Leaders 'failed on climate progress'
In spite of promising speeches at the UN, leaders from the world's 20 biggest economies failed last week to confront hard decisions on limiting carbon pollution and helping poor countries adapt to global warming, experts said yesterday. A new international treaty on global warming, which will have far-reaching and opposing effects on the UAE's economy, is now far behind schedule, the senior UN climate official, Yvo de Boer, told Associated Press.
Negotiators hope to hammer out a final agreement in December in Copenhagen, and will meet again tomorrow in Bangkok. Group of 20 (G20) leaders of rich and developing economies put off a decision on how to fund poor nations' efforts to adapt to the harmful effects of climate change, such as droughts and flooding, and directed finance ministers from member states to present "a range of possible options for climate change financing" at their next meeting in November.
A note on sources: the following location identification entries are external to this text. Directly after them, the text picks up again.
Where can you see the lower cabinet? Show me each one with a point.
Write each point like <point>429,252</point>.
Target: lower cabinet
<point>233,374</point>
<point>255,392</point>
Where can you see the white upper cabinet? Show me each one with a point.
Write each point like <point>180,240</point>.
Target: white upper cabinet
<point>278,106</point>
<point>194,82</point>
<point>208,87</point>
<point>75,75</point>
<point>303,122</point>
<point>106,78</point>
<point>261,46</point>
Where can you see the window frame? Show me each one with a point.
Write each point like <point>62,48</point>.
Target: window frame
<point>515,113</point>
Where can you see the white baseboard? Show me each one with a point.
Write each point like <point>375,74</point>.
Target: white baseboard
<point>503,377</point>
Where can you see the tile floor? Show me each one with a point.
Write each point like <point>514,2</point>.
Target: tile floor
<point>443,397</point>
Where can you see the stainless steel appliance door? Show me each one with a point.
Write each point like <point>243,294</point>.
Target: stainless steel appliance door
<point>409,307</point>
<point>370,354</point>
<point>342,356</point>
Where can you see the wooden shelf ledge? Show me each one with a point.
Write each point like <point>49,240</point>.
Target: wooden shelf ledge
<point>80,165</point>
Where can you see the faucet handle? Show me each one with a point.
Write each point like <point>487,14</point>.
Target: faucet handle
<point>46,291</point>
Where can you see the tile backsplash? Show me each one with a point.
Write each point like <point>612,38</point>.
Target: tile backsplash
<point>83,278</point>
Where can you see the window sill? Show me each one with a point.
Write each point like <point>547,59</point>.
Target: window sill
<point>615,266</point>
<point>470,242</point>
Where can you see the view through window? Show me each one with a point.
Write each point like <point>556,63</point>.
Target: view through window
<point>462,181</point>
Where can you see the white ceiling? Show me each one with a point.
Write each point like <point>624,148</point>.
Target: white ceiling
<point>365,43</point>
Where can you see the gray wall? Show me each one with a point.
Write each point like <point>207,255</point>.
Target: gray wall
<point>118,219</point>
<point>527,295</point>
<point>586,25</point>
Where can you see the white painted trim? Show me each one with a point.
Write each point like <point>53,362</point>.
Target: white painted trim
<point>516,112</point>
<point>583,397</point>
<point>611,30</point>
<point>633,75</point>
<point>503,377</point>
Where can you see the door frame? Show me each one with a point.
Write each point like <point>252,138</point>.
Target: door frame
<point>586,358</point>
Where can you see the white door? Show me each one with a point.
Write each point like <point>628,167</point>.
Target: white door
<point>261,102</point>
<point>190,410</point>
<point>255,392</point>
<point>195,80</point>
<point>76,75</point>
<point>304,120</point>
Although they agreed to end fossil fuel subsidies, which encourage greater carbon emissions, G20 leaders could not agree on the level of total emissions cuts required by industrialised countries, which are responsible for the bulk of reductions. Climate change advocates were quick to paint the meeting as a failure, saying political leaders needed to do more than promise action. "Overall, the Pittsburgh G20 summit represents a missed opportunity to move the ball forward on climate change," said Alden Meyer, the director of strategy and policy at the Union of Concerned Scientists, an American group that argues for significant carbon reductions.
"On the critical issue of funding for developing countries to deploy clean technologies, reduce deforestation, and adapt to the impacts of global warming, the G20 leaders didn't take the bold steps needed to break the current deadlock in climate negotiations." The type of emissions cuts agreed at Copenhagen will have significant effects on the UAE's economy, experts say, and have the potential to boost the fortunes of some industries even as it reduces global consumption of oil.
Although the country has historically taken a position similar to other OPEC states and resisted strict new limits on carbon, the economic and strategic rationale has changed dramatically in recent years, said Mari Luomi, an expert on Gulf climate change policy at the Finnish Institute of International Affairs in Helsinki. Important issues for the UAE include the new treaty's effect on world oil demand, its protections for energy intensive industry that is shifting from high-cost regions in Europe and the US to the Middle East and Asia, and its financial support for carbon capture and storage, a costly technology that has the potential to prolong the fossil fuel era while reducing carbon emissions.
"So far Abu Dhabi Government officials and business environmentalists have kept the very ambitious national climate change agenda that is currently developing in Abu Dhabi strictly apart from the negotiations at the international level," Ms Luomi said. "By playing both a supporting and visible role in the negotiations, the UAE would attract a lot of positive attention, which would then add international interest in the new alternative energy and technology projects taking place in Abu Dhabi."